To encourage broader participation, the minimum bid size has been set at KSh50,000, making the instrument accessible to a wider range of investors beyond large institutions.

The secondary listing ensures that investors who did not participate during the primary offer period can still gain exposure to the bond through market trading.

Proceeds to Support Capital and Refinancing Needs

Alt Text:I&M Bank plans to use proceeds from its bond issuance to strengthen its capital base and partially refinance a US$50 million IFC subordinated facility, helping optimize its funding structure, meet regulatory capital requirements, and support future growth initiatives while managing upcoming financing obligations.

Beyond raising new capital, part of the proceeds will be used to strengthen I&M Bank’s capital structure and manage upcoming financing obligations.

The issuance will partially refinance a US$50 million subordinated facility previously provided by the International Finance Corporation (IFC). The facility is scheduled to mature in March 2028, with repayments expected to begin in September 2026.

By refinancing a portion of this Tier II capital instrument through the domestic bond market, I&M Bank can optimize its funding structure while maintaining regulatory capital requirements and supporting future growth initiatives.

The transaction therefore serves a dual purpose: enhancing capital flexibility and ensuring efficient management of existing liabilities.

Corporate Bond Market Continues Strong Revival

The success of the I&M Bank issuance comes amid a broader resurgence in Kenya’s corporate bond market.

Over the past 12 months, corporate issuers have increasingly turned to capital markets as an alternative source of funding outside traditional bank loans. This renewed activity has helped push the cumulative value of the corporate bond market beyond KSh100 billion.

The I&M offer represents the latest successful issuance in a series of corporate bond transactions that have attracted significant investor demand.

Since November 2025, four consecutive corporate bond offers on the Nairobi Securities Exchange have collectively attracted approximately KSh50.79 billion in investor applications, highlighting the growing popularity of fixed-income securities among market participants.

The trend reflects improving market confidence and a greater willingness by investors to allocate capital to corporate debt instruments.

Joining a Growing List of NSE Corporate Bonds

The newly listed I&M bond joins an expanding roster of corporate debt instruments available on the Nairobi Securities Exchange.

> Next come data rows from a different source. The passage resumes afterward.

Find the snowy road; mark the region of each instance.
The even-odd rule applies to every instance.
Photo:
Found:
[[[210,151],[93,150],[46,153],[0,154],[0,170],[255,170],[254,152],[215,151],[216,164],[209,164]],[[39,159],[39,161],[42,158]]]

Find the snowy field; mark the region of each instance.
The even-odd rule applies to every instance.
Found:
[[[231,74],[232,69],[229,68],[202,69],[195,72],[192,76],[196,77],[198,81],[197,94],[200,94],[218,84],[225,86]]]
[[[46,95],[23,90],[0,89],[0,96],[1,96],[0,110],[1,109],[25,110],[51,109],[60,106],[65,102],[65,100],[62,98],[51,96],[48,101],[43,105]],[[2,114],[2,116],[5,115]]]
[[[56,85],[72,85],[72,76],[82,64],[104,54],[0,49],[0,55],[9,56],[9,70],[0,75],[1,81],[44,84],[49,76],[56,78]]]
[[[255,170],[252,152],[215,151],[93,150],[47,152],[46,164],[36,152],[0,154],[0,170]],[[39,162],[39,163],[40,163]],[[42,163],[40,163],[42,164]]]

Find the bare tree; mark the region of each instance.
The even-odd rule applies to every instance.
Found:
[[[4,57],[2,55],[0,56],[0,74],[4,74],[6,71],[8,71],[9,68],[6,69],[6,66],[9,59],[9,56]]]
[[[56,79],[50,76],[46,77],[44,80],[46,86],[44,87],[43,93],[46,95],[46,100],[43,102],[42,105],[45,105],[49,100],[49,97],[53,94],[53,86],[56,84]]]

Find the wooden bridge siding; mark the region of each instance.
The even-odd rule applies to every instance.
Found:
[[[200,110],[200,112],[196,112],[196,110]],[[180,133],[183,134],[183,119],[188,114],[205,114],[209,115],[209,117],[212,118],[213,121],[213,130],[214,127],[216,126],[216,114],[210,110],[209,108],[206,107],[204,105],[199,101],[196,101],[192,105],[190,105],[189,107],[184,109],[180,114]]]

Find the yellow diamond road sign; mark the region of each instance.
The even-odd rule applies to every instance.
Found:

Other notable corporate bonds currently listed include the Real People MTN, Family Bank MTN, Linzi 003 IABS Fixed MTN, East African Breweries Limited (EABL) Domestic MTN, Safaricom MTN, Kenya Mortgage Refinance Company (KMRC) MTN, and the KMRC Sustainability MTN.

The growing diversity of listed corporate bonds provides investors with a wider range of fixed-income opportunities across different sectors of the economy.

For issuers, the increasing success of these offerings demonstrates that Kenya’s capital markets are becoming an increasingly viable avenue for raising long-term funding.

What the Listing Means for Investors

The successful listing provides investors with another avenue to access relatively high-yield fixed-income investments while supporting the growth of Kenya’s banking sector.

The bond’s 12.20% coupon rate, combined with its 5.5-year maturity profile, may appeal to investors seeking stable returns in a diversified portfolio.

At the same time, secondary market availability enhances liquidity, allowing investors to adjust their positions as market conditions evolve.

The strong oversubscription also reflects broader confidence in Kenya’s financial sector and the increasing sophistication of the country’s capital markets.

Outlook

I&M Bank’s successful KSh13 billion bond listing highlights the growing strength of Kenya’s corporate debt market and investor appetite for high-quality fixed-income securities. With applications exceeding KSh23 billion and a subscription rate of more than 232%, the issuance reinforces the role of capital markets as an important funding channel for corporate borrowers. As more institutions seek alternative financing options, Kenya’s corporate bond market appears well positioned for continued growth and deeper investor participation.